Skopje – Macedonia
It was a 2 hour bus journey from Pristina to Skopje, not too bad at all. I was expecting a large coach but it was only a small minibus and there were still free seats so I could spread myself out, just as well as the leg room was non existent!
We were making good time but then got delayed at the border as there were some issues with one of the passengers when he handed over his passport. The border police came and took him off the bus; I don’t know what happened after that. He seemed like a nice enough guy though!
Being tight with my money, I once again refused to get a taxi. As soon as they realised I was a tourist I would probably get ripped off anyway.
There seems to be a special inflated tourist rate all over the Balkans. Oh and then there’s the tourist tax that everywhere seems to add to accommodation prices!
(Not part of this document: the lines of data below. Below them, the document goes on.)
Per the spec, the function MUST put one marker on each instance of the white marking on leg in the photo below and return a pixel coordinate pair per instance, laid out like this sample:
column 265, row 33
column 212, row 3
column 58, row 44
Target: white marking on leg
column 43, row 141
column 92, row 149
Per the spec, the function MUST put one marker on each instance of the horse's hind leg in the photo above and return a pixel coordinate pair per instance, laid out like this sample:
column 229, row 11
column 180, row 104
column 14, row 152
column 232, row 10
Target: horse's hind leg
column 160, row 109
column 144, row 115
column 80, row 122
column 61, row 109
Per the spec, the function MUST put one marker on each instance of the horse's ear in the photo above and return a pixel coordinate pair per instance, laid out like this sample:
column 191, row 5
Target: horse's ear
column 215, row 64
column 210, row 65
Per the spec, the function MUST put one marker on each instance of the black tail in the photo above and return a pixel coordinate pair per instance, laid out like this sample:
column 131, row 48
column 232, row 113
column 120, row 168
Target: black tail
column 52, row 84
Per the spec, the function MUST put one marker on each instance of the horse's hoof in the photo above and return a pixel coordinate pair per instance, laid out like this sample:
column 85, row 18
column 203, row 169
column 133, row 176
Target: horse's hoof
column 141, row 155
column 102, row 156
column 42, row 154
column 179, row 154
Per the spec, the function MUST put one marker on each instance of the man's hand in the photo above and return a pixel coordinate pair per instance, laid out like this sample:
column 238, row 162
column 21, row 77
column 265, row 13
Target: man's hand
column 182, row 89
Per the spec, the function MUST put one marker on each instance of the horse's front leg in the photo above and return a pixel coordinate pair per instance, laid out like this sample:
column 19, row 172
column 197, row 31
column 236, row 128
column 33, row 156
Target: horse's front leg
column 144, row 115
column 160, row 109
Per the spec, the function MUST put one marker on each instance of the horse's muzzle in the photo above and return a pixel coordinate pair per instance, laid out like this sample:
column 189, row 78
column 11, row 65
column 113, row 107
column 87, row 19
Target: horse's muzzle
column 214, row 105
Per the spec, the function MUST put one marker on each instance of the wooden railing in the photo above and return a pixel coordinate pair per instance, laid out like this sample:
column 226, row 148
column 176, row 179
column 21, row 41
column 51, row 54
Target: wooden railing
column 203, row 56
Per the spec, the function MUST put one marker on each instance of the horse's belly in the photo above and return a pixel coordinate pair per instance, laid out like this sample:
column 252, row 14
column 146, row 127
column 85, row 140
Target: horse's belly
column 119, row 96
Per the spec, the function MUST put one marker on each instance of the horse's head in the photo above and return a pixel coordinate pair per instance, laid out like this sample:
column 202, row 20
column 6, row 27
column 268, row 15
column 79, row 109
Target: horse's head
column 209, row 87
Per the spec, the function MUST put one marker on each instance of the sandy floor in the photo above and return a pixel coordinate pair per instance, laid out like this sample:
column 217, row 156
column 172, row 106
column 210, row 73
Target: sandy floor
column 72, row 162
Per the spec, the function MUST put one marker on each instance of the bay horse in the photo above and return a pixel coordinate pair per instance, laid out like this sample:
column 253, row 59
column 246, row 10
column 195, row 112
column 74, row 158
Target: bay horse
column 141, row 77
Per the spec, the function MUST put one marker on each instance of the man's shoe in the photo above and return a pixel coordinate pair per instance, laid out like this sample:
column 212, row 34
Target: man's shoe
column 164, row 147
Instead, I walked to the centre of the town and to my surprise I discovered a statue, then another, then another 10! So many statues!
In Skopje there is literally a statue every few metres. The city certainly likes its statues and its marble too! Once I worked my way past a 100 or so statues and past the huge one of Alexander the Great on his horse, I made my way out of the other side trying to find the hostel.
On the website it says ‘we are 15 mins from the centre of the town’ Well it took more like 30 mins. I haven’t yet stayed in a hostel that has good instructions or is realistic with the time it takes to get to them.
Of course I got lost once again and stopped some random people on the street hoping they would speak English, luckily they did.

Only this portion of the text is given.